No sabía que pudieras hacer eso, Judah
.

Vieron gente.

—Vais en las dirección equivocada, amigos —les dijo un caravanero. Cutter y Judah siguieron adelante. Los carromatos se alejaron arañando la tierra. Cutter levantó la vista y vio pájaros.
Más. Un poco más. Un momento más
. No sabía a quién o a qué estaba suplicándole. Judah se apoyaba en él, y él lo sostenía.

—Mírate —le dijo—. Mírate. —Le limpió la mugre de la cara con su propia ropa—. Mírate.

Un segundo y minúsculo grupo de refugiados se aproximaba. Esta vez eran muy variados. Humanos con carromatos, un vodyanoi que jadeaba lejos del agua. Una gruesa hembra cacto llevando un prodigioso garrote. Lo levantó al ver a Cutter y Judah, pero volvió a bajarlo cuando estuvieron más cerca. Había dos khepri, con los flacos cuerpos femeninos envueltos en un pañuelo que las obligaba a caminar con pequeños pasos, conversando con sus cabezas-escarabajo, con la flexión de las patas de los iridiscentes insectos y las connotaciones de las emisiones químicas. Tras ellas, como una especie de signo de puntuación para aquel variopinto Colectivo, había un constructo.

Cutter se quedó mirándolo. Hasta Judah lo miró en medio de su agotamiento. Caminando con el anadeo de un pato, se aproximó a ellos y luego se alejó.

Miembros, un tronco y una cabeza con una configuración vagamente humana, un tubo de hierro por torso, la cabeza de peltre y cristal. Uno de los brazos era el original, y el otro un añadido más reciente, de acero más liviano. Por una tubería que parecía un puñado de cigarrillos emitía bocanadas de humo. Levantaba sus piernas cilíndricas y volvía a bajarlas con inhumana precisión. Colgando de lo que debía de ser su hombro llevaba un bulto sujeto por una vara.

¿Uno de los pocos constructos legales de la ciudad, el criado o el juguete de algún millonario? ¿Una máquina clandestina, un ilegal, oculto durante años? ¿
Qué eres
? ¿Seguía a su propietario al exilio, era su meticuloso y ruidoso avance simple obediencia a una regla matemática de su motor analítico? Cutter lo observó con la curiosidad de alguien que se había educado tras la Guerra de los Constructos.
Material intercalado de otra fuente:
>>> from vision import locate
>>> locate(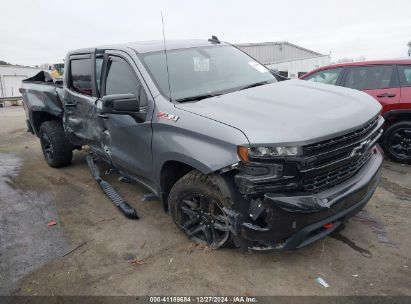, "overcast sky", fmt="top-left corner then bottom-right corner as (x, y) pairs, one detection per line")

El constructo giró la cabeza con una zumbido metálico. Lo miró con ojos lechosos y melancólicos, y aunque era absurdo pensar que una mente viral auto-organizada se moviera entre los engranajes que había detrás del vidrio, por un momento Cutter llegó a creer que, con la caída del Colectivo, Nueva Crobuzón se había vuelto un lugar tan terrible que hasta las máquinas estaban huyendo. El constructo siguió su camino y Cutter se llevó a Judah de allí.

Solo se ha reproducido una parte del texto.